SPRINT_4040_0001_0002_BE_dry_run_api

Objective: Backend support for dry-run policy application.

Task Status Description
13.1 TODO Extend PolicyBatchSimulationWorker for dry-run
13.2 TODO Implement POST /api/v1/advisory/apply?dryRun=true
13.3 TODO Generate signed delta-verdict
13.4 TODO Generate rollback plan
13.5 TODO Add to attestation chain

Files:

  • src/Policy/StellaOps.Policy.Engine/Services/DryRunService.cs

Phase 2 Continued: Counterfactuals & Templates (Sprint 4050)
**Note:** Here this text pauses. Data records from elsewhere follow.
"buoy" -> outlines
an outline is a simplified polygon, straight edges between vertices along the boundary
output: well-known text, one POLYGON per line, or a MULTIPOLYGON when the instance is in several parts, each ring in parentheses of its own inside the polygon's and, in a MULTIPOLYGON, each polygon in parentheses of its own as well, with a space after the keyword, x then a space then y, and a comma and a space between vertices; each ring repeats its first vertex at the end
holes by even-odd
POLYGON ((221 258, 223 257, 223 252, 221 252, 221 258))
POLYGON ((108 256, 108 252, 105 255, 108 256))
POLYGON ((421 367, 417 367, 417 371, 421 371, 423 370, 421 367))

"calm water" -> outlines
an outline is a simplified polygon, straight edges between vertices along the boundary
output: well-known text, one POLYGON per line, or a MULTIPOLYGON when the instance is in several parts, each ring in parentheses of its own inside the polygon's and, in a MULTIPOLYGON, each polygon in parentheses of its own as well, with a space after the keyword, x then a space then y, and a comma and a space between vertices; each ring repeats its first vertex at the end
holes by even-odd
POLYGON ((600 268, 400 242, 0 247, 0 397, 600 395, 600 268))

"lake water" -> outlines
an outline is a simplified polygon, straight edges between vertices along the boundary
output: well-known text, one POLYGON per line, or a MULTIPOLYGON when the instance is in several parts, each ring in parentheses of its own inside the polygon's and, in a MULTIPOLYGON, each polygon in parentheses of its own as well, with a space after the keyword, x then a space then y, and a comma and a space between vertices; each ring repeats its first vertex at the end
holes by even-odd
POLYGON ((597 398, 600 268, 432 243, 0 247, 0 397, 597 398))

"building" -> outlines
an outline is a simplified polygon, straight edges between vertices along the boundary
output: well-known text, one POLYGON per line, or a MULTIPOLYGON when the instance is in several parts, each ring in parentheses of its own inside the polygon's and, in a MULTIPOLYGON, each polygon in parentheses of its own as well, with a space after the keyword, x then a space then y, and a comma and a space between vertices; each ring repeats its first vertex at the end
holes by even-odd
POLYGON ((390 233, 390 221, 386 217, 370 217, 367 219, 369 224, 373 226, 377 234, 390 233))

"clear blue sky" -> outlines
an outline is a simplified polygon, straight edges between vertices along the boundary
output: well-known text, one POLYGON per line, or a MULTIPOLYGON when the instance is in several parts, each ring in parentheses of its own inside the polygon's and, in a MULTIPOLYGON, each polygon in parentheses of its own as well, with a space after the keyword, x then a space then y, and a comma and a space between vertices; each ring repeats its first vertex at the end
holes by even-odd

SPRINT_4050_0001_0001_BE_counterfactuals

Objective: "Had you done X, Y wouldn't have happened" analysis.

Task Status Description
14.1 TODO Design counterfactual computation model
14.2 TODO Implement CounterfactualAnalyzer
14.3 TODO Integrate with historical findings
14.4 TODO Add to suggestion explanations

Files:

  • src/__Libraries/StellaOps.AdvisoryLens/Analysis/CounterfactualAnalyzer.cs

SPRINT_4050_0001_0002_BE_playbook_templates

Objective: Turn accepted advisories into reusable playbooks.

Task Status Description
15.1 TODO Design playbook template schema
15.2 TODO Implement PlaybookTemplateService
15.3 TODO Add parameterization support
15.4 TODO Create template storage
15.5 TODO Add sharing/team-scope controls

Files:

  • src/__Libraries/StellaOps.AdvisoryLens/Playbooks/PlaybookTemplate.cs
  • src/__Libraries/StellaOps.AdvisoryLens/Playbooks/PlaybookTemplateService.cs

Acceptance Criteria for v1

Metric Target
Suggestions with prior case evidence >= 70%
Acceptance rate (accepted or edited) >= 50% in pilot
Mean triage time reduction >= 30% on reachable CVE bursts
Determinism Same inputs = identical suggestions
Offline support Full functionality in air-gapped mode

Architecture Decision Records

ADR-1: Module Placement

Decision: Create StellaOps.AdvisoryLens as new library under src/__Libraries/, extend AdvisoryAI module for hosting.

Rationale:

  • AdvisoryAI already exists with AI guardrails
  • Keep core logic in reusable library
  • WebService/Worker pattern matches existing modules

ADR-2: Heuristics Before ML

Decision: Phase 1 uses deterministic heuristics only; ML deferred to Phase 3+.

Rationale:

  • Determinism is core StellaOps principle
  • Explainability requires interpretable rules
  • ML adds complexity without proven value
  • Easy to add ML later via strategy pattern

ADR-3: Pattern Storage

Decision: PostgreSQL with GIN indexes + Valkey cache.

Rationale:

  • Consistent with platform data strategy
  • Supports offline operation
  • GIN indexes efficient for similarity search
  • Valkey provides hot pattern caching

ADR-4: Attestation Type

Decision: New predicate application/vnd.stellaops.advisory+json.

Rationale:

  • Follows established Attestor predicate pattern
  • Enables signed, replayable suggestions
  • OCI attachment for portability

Dependencies & Prerequisites

Dependency Status Notes
StellaVerdict consolidation In Progress Sprint 1227.0014.0001
Scanner SmartDiff Complete Provides reachability basis
Findings Ledger Complete Outcome tracking
Attestor ProofChain Complete Evidence linking
Angular 17 frontend Complete UI foundation

Related Documents

  • docs/modules/advisory-ai/architecture.md (to be created)
  • docs/modules/scanner/reachability-drift.md
  • docs/modules/attestor/architecture.md
  • docs/modules/policy/architecture.md

Appendix: Module Inventory Leveraged

Module Capabilities Used
Scanner SmartDiff, ReachabilityDrift, CallGraph, ReachabilityGate, VulnSurfaces
Policy K4 lattice, PolicyVerdict, SuppressionRules, RiskScoring
Signals Unknowns scoring, HOT/WARM/COLD bands, decay
Attestor DSSE, ProofChain, EvidencePredicate, ReasoningPredicate
VexLens VEX consensus
Excititor VexCandidateEmitter, emission triggers
SbomService Lineage ledger, LNM schema
Graph Query/diff/overlay APIs
Findings Ledger Immutable audit trail
BinaryIndex Fingerprinting patterns

This advisory was generated based on comprehensive codebase analysis. All sprint estimates are scope-based, not time-based.